HEMINGWAY, S.C. (Reuters) – Former Vice President Joe Biden plans to stump hard in South Carolina on Friday, aiming to solidify support in the Southern state where a lead among black voters may give his campaign for the Democratic Party’s presidential nomination a needed boost.
FILE PHOTO – Democratic U.S. presidential candidate and former U.S. Vice President Joe Biden speaks during a campaign event at Coastal Carolina University in Conway, South Carolina, U.S., February 27, 2020. REUTERS/Elizabeth Frantz
Rivals including Senator Bernie Sanders of Vermont, currently leading among Democrats in national opinion polls, Senator Elizabeth Warren of Massachusetts and former South Bend, Indiana, Mayor Pete Buttigieg will also be crisscrossing the state, which holds its presidential nominating contest on Saturday.
Here is what is happening on Friday:
BANKING ON SOUTH CAROLINA
Biden’s campaign was celebrating a $1.2 million one-day online fundraising haul, the most contributed by small-dollar internet donors since his campaign launch last year, when similar contributions added up to more than $6 million.
Biden, the former No. 2 to Barack Obama, the first black U.S. president, planned to visit three South Carolina communities on Friday, days after receiving an endorsement from James Clyburn, an influential African-American congressman from the state.
A Monmouth University poll released on Thursday showed Biden with large support from black South Carolina voters, who make up about 60% of the state’s Democratic electorate. Biden has pinned his hopes on winning South Carolina to reinvigorate his candidacy after poor showings in Iowa and New Hampshire and a distant second-place finish in Nevada.
‘PLAYING POLITICS WITH OUR HEALTH’
Democratic candidates on Thursday attacked Republican President Donald Trump’s handling of the coronavirus, as stocks plunged on fears of the growing outbreak and news that a California patient had contracted the disease from an unknown source, without having traveled to China or been in close contact with someone who had contracted the virus there.

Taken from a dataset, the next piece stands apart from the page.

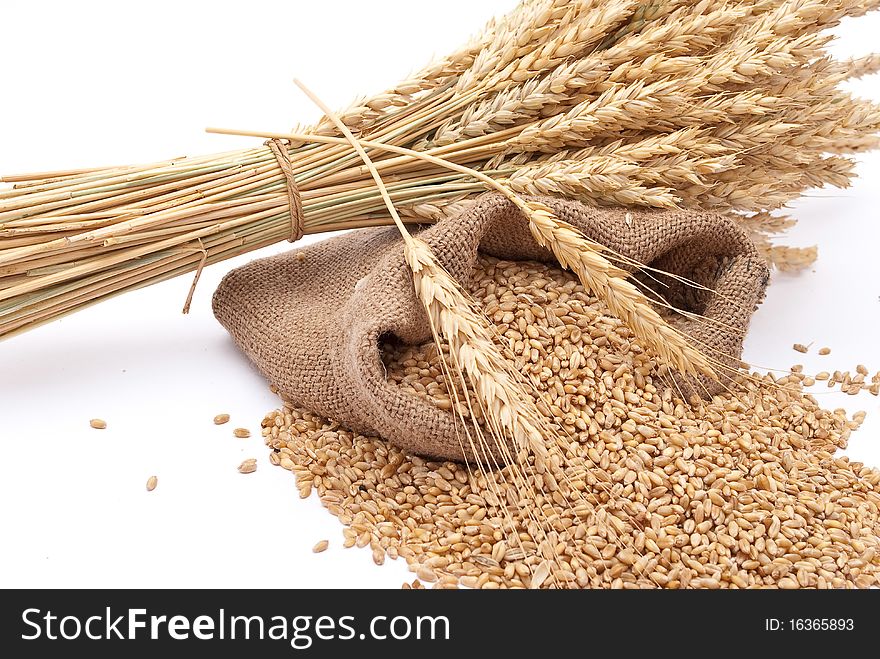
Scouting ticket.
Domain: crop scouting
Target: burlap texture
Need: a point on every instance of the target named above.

“We need a president who does not play politics with our health and national security,” said Sanders, who advocates government-funded health coverage for all Americans.
His comments came after Trump said on Wednesday that the risk from the virus was “very low” in the United States, and put Vice President Mike Pence in charge of the response.
Sanders said Pence was “completely unqualified” and called Treasury Secretary Steven Mnuchin and White House economist Larry Kudlow “political cronies,” saying the three should be replaced in their roles in the response efforts by experts.
Former New York Mayor Michael Bloomberg said at a rally in Houston that Trump was “burying his head in the sand” over the coronavirus.
“His failure to prepare is crippling our ability to respond,” Bloomberg said.